然而事实并不如冷幼蓉想的那样简单,她回房让皇甫夫人脱下鞋子,却没有看到预料之中的油渍。
是谁帮着洗干净了,还是婆婆换了鞋?
“从出事到现在,我没有换过鞋子,一直都是这一双。”皇甫夫人的回答出乎意料。
没有换个鞋子,洗过那就更不可能了,鞋底的油渍,又怎么会不见了?
不过找到似乎也没太大作用,冷幼蓉自己试验了一下,她的鞋子,到了室内,早就已经不滑了。
但是,把皇甫夫人鞋底换掉的人,到底是什么居心呢?
“我的起居,全是春妮负责的,别人递上来的鞋子,除非是寒玉的,我是不会穿的。”皇甫夫人再加一句。
冷幼蓉皱眉:“那这鞋子,是春妮给你穿上的?”
“正是,有什么不妥吗?”皇甫夫人还是不明白为什么冷幼蓉一回房就抓着她脚上的鞋子看。
“我在想,到底有什么人,用什么办法,才可以从人脚上,神不知鬼不觉地将鞋子换掉。”冷幼蓉紧缩着双眉,陷入沉思。
换鞋子,怎么可能呢。
商朝的女子虽然都是天足,可是也绝不会在大庭广众之下轻易脱鞋,更何况,眼前这个人可是皇甫家的当家夫人,又怎么会做出如此失礼仪的事情来?
再说这脱没脱过鞋,还有人比自己更清楚的吗?皇甫夫人说没有脱过,那就是没有脱过,她也必要说谎诓自己儿媳妇。
那既然没脱过鞋,她鞋底的油渍到底是怎么去掉的?
那么,还有一种解释,那就是春妮撒谎。可是,撒这个谎,对她一个丫头,到底有什么好处呢?又不是天塌下来的大事,再说,看春妮当时随口说起的样子,也不像是要撒谎。
这个春妮,之前“卧病在床”的时候,冷幼蓉也是见过几次的,她是皇甫夫人的贴身丫鬟之一,也很得宠,据说很能干的,
这样一个丫鬟,有什么理由要害自己赖以依靠的主子呢?
谋夺家产?
不可能,就算把皇甫家的人全害了,这家产也轮不到她手上。争大房的位置,那就更不可能了,几个姨太太都不愿意让皇甫夫人下台,她一个小丫头片子,就算是受人唆使,也不会是因为这个原因。
婆婆要是真下了台,谁会是最大的得益者呢?
九姨太?
似乎不大可能,安悦那一觉摔的一点都不轻,冷幼蓉差一点就成了人母,她明白那种感受,一个女人再坏,也不至于那自己的孩子来作为工具。
如果真的可以,那么,这个女人实在太可怕了。
九姨太这个人,她没深入接触过,不过看她待人接物,倒也不像是大恶之人,应该不至于坏到拿自己亲生女儿当筹码的地步。
冷幼蓉怎么想都不明白,倒是谁设下了这巧计要和婆婆过不去呢?
现在似乎所有的焦点都集中在了春妮身上,因为只有她,最有机会。
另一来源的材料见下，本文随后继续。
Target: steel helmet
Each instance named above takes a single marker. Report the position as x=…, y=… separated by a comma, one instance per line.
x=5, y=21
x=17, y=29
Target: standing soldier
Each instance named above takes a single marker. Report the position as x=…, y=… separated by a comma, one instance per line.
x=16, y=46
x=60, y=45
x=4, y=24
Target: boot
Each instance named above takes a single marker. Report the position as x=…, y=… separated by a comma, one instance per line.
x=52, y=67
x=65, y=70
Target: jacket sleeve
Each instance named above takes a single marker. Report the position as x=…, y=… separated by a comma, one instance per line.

冷幼蓉不知道她到底是用什么办法把皇甫夫人的鞋给换了的,但是,如果真的要换,确实是她最有机会。
那么,动机是什么呢?
“别想了,我相信天道自有公道的,清者自清。”安青不知道什么时候站在她身后,“出去透透气吧,别整天想事情,把脑子想坏了。”
“也好。”出去透透气,或者能想到一些别的什么东西来。
院子里的花草开得正茂盛,一点都没有败落的迹象,墨绿的颜色,代表着如今已经是夏末,再不是那个枝头吐嫩芽的时候了。
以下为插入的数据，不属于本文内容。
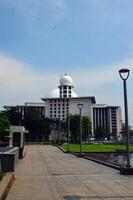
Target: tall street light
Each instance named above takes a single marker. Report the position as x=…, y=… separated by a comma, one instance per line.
x=68, y=133
x=80, y=106
x=124, y=74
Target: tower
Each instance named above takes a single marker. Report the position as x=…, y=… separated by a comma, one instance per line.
x=66, y=86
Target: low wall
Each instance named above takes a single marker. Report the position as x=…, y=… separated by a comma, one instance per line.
x=8, y=159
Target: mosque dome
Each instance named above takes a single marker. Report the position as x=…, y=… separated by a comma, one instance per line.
x=66, y=80
x=74, y=94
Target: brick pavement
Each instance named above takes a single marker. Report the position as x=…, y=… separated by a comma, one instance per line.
x=46, y=173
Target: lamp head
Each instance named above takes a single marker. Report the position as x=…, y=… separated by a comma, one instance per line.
x=80, y=105
x=124, y=73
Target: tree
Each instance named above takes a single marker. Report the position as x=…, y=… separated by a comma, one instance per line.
x=4, y=125
x=100, y=133
x=75, y=127
x=14, y=117
x=39, y=127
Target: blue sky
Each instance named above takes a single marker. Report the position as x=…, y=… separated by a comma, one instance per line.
x=88, y=39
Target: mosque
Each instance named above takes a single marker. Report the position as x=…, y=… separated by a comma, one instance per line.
x=63, y=101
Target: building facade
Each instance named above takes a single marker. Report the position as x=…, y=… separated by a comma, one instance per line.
x=107, y=117
x=63, y=101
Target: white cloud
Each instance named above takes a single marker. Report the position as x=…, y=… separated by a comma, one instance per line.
x=20, y=82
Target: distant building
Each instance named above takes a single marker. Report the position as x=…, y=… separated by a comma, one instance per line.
x=107, y=117
x=64, y=100
x=28, y=107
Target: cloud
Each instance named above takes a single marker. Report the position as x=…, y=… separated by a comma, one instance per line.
x=20, y=83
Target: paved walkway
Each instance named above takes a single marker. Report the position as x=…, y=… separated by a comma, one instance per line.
x=48, y=174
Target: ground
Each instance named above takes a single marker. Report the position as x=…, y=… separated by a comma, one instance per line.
x=46, y=173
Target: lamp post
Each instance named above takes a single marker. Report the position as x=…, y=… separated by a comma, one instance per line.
x=124, y=74
x=68, y=132
x=80, y=106
x=59, y=131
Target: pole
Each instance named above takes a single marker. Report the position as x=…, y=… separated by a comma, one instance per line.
x=126, y=124
x=68, y=149
x=59, y=132
x=80, y=131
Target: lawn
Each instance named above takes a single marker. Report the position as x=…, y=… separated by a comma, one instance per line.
x=96, y=147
“日子过得真快,我嫁进皇甫家,都快四个月了。”冷幼蓉叹息一声,蹲下身子看花坛边的草,“那个时候的草,还是嫩绿的,颜色没有现在这么深。”
“是啊,时间真快。”皇甫安青的话中,似乎有着另一层意思,可是冷幼蓉并没有听得太过仔细。
“你认识这种草吗?”冷幼蓉指着油草问安青。
安青摇头:“不认识。”
“听春妮说,这种叫油草,她的老家穷,以前穷到买不起油的时候,她的家人就用这个草榨油炒菜。”冷幼蓉轻声介绍。
不知道用这油草炒出来的菜,味道怎么样呢?
“对了,春妮是哪里人?”冷幼蓉忽然想到一个问题。
“好像听说是商城下面一个叫良村地方的人,很穷,十二岁的时候卖身到皇甫家的,见她聪明能干,就被我娘收在身边了。”安青回忆起以前的情景,“说起来,她应该比我大了五岁,记得那天我调皮,跑得太急,差点摔了一觉,是春妮拉住的我,让我膝盖没受伤,所以娘特别喜欢她。”
冷幼蓉点点头:“原来如此。”
这么说来,春妮在皇甫家十年了。因为之前她也常到皇甫家玩,对于春妮是有些印象的,不过接触不多,所以也不清楚她的为人。不过嫁入皇甫家以来,她倒是觉得春妮本本分分的,并非奸诈狡黠之徒。
“还有啊,当年二姨娘小产,也是春妮去照顾的,听说照顾得很好呢。”皇甫安青脱口而出。
冷幼蓉皱眉:“你说什么,二姨娘小产?”
皇甫安青“哎呀”一声,赶紧道:“这事儿说来话长呢,当年二姨娘是怀过一个孩子的,不过她身子一直不大好,所以孩子后来也没保住,就流了。”
“有这样的事情?”冷幼蓉惊诧地长大嘴,“怎么从来没听你提过?”
“那个时候我才八岁,一个小孩子家懂什么,再说又不是什么好事,家人也不会到处乱说。我长大了,虽然知道是怎么回事,可没事的时候,提那些个干吗?”
“倒也是!”冷幼蓉点头。
不过这么说起来,二姨娘和春妮还有段主仆情喽?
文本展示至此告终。